La ministre des Transports le répète, la sécurité est prioritaire dans le dossier de l'échangeur Turcot. La structure géante est l'objet d'une surveillance constante et on ne fera aucun compromis qui pourrait menacer la sécurité des automobilistes.

On comprend la ministre Julie Boulet de vouloir rassurer la population. On devine également que le gouvernement n'a pas l'intention de laisser traîner le dossier.

 

Cet empressement est compréhensible et souhaitable. C'est sans doute la seule conséquence positive de l'effondrement du viaduc de la Concorde: on ne badine plus avec l'état des infrastructures au Québec.
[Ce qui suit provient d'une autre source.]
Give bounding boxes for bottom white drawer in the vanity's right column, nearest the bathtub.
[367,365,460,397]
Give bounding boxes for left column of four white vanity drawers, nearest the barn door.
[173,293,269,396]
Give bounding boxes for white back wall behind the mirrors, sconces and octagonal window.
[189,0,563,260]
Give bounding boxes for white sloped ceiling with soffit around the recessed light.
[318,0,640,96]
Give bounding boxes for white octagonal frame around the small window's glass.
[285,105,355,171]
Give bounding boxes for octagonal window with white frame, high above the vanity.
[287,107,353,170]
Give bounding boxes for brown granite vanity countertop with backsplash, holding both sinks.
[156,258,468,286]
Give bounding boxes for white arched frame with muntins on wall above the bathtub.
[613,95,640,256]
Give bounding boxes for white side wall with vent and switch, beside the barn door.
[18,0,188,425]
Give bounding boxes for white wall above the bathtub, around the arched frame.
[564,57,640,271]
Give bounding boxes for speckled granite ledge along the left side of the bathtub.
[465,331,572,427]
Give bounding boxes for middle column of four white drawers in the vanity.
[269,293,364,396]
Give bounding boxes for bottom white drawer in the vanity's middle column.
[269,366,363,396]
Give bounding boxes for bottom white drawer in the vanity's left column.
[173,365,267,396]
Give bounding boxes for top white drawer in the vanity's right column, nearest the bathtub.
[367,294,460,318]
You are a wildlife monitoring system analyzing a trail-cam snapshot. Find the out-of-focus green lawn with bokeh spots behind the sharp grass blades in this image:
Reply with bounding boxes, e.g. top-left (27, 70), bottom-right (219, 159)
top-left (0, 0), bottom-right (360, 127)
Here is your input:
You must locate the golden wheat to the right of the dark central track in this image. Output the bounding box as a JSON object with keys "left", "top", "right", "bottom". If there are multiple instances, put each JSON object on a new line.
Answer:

Cela dit, il ne faut pas que cette urgence d'agir compromette d'autres aspects importants de ce projet majeur pour Montréal.

Plusieurs groupes, dont le Regroupement économique et social du Sud-Ouest (RESO), ont souligné avec raison l'importance de garder une vue d'ensemble sur les chantiers qui pourraient voir le jour au cours des prochaines années dans cette partie de Montréal. Va-t-on reconstruire le pont Champlain? Y aura-t-il enfin une navette ferroviaire reliant l'aéroport au centre-ville? Si oui, il faut en tenir compte dans la conception du futur échangeur.
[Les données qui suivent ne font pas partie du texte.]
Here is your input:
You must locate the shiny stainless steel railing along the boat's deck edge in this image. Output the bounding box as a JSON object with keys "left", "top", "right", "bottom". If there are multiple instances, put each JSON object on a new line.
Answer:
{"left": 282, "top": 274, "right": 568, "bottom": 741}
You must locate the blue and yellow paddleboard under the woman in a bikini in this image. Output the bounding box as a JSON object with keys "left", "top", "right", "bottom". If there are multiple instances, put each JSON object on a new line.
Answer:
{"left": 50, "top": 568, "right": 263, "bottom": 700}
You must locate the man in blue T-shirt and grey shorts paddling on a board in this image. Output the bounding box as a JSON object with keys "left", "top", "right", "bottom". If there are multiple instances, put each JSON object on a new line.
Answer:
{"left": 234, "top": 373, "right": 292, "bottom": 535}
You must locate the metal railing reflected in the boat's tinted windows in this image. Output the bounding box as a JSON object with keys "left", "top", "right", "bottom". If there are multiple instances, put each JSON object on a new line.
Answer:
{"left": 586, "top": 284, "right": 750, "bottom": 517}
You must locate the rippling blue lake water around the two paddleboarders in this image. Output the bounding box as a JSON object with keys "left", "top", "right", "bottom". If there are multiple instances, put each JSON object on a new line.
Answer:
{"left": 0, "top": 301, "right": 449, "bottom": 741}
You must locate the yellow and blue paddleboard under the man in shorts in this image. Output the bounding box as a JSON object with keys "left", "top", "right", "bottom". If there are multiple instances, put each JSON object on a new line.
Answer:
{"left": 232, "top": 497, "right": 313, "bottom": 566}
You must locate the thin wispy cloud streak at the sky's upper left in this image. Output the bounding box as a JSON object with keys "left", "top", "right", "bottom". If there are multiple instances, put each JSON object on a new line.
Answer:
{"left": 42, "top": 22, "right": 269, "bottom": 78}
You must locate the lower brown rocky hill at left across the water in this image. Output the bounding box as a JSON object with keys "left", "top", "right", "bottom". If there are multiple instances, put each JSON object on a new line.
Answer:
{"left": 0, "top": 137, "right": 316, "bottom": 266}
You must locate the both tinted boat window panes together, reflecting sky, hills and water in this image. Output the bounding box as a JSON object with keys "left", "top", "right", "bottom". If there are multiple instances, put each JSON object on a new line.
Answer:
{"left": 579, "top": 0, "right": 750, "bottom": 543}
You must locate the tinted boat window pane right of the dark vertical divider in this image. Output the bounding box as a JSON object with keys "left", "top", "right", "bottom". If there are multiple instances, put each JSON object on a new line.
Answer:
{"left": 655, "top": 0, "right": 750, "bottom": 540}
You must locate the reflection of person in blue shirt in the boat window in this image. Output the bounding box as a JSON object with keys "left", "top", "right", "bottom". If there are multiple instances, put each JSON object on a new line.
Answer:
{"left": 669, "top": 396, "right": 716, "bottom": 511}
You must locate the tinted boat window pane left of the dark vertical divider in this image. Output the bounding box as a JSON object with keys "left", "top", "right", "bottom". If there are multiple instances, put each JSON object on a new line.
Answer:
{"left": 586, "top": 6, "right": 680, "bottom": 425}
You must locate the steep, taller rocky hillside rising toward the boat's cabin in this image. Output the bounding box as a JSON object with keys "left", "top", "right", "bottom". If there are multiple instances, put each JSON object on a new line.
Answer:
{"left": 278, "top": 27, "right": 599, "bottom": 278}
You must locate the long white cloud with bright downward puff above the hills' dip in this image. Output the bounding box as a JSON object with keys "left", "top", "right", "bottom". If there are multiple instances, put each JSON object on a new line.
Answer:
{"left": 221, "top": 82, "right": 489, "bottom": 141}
La question du transport collectif doit également être considérée. Faut-il réserver une voie aux autobus? Y a-t-il des interventions possibles pour mieux réguler le volume de circulation? Lors de la dernière campagne électorale, le maire Tremblay s'était engagé à réduire la dépendance à l'auto à Montréal. Cette promesse sera-t-elle respectée dans la conception du futur échangeur?

De la mairie au Ministère en passant par la firme d'ingénieurs qui héritera du contrat, tout le monde a le devoir de construire une infrastructure plus «verte» que l'échangeur actuel.
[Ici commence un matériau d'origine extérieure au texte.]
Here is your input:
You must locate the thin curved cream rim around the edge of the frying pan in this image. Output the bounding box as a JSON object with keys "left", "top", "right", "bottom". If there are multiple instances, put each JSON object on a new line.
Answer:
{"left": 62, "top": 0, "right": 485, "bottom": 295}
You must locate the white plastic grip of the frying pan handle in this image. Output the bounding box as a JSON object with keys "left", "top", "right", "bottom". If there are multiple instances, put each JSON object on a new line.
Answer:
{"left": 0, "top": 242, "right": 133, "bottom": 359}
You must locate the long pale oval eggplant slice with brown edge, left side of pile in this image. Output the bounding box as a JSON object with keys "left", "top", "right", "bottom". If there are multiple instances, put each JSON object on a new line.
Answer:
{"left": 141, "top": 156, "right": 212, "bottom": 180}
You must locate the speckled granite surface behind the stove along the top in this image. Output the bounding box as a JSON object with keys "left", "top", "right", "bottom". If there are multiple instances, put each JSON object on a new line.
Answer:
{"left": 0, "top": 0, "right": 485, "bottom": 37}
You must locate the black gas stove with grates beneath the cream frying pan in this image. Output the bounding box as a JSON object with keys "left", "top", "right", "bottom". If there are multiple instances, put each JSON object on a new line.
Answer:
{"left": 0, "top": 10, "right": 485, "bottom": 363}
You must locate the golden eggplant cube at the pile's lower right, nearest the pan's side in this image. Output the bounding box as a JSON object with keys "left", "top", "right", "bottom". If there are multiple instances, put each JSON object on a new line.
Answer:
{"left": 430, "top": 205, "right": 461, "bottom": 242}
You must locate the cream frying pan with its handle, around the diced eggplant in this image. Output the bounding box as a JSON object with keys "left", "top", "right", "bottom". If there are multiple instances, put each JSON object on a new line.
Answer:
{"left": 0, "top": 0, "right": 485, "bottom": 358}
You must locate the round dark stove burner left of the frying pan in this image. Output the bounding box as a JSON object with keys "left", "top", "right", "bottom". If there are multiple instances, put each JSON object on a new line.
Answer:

Pour l'instant, on sait qu'il sera construit sur des monticules plutôt que sur piliers. Pour le reste, le projet s'annonce comme une copie carbone du Turcot qu'on connaît.

Si c'est le cas, c'est une erreur. Le prochain échangeur doit non seulement être plus vert, il doit également être plus beau. Ou moins laid, c'est selon.

À cause de son statut de ville UNESCO de design, Montréal a une responsabilité: veiller à la qualité du design sur son territoire.

Ce souci du design ne doit pas se refléter exclusivement dans les restaurants à la mode du Plateau Mont-Royal. Montréal doit se soucier de design jusque dans la conception de ses lampadaires et de ses poubelles...

Pourquoi ne pas faire du futur Turcot un modèle d'infrastructure du XXIe siècle? Un signe distinctif de notre métropole? Après tout, quand on arrive des États-Unis (par le pont Champlain) ou de l'aéroport (par l'autoroute 20), l'échangeur est une des portes d'entrée de la ville.

Ce souci du design n'est pas qu'esthétique. Il aurait également un impact dans les communautés traversées par l'échangeur. On l'oublie trop souvent, cette structure de béton fait partie du quotidien de plusieurs Montréalais. Si les automobilistes ont droit à une autoroute agréable et sûre, les résidants qui vivent dans l'ombre de Turcot ont droit, eux aussi, à une qualité de vie acceptable.

La Ville de Montréal ne s'est pas encore prononcée à propos de l'échangeur. Elle doit faire connaître la liste de ses demandes cette semaine au ministère des Transports.

Espérons que le vert et le beau seront au nombre de ses exigences.

Nous sommes devant une chance unique d'embellir Montréal dans une perspective de développement durable. Ne ratons pas une si belle occasion.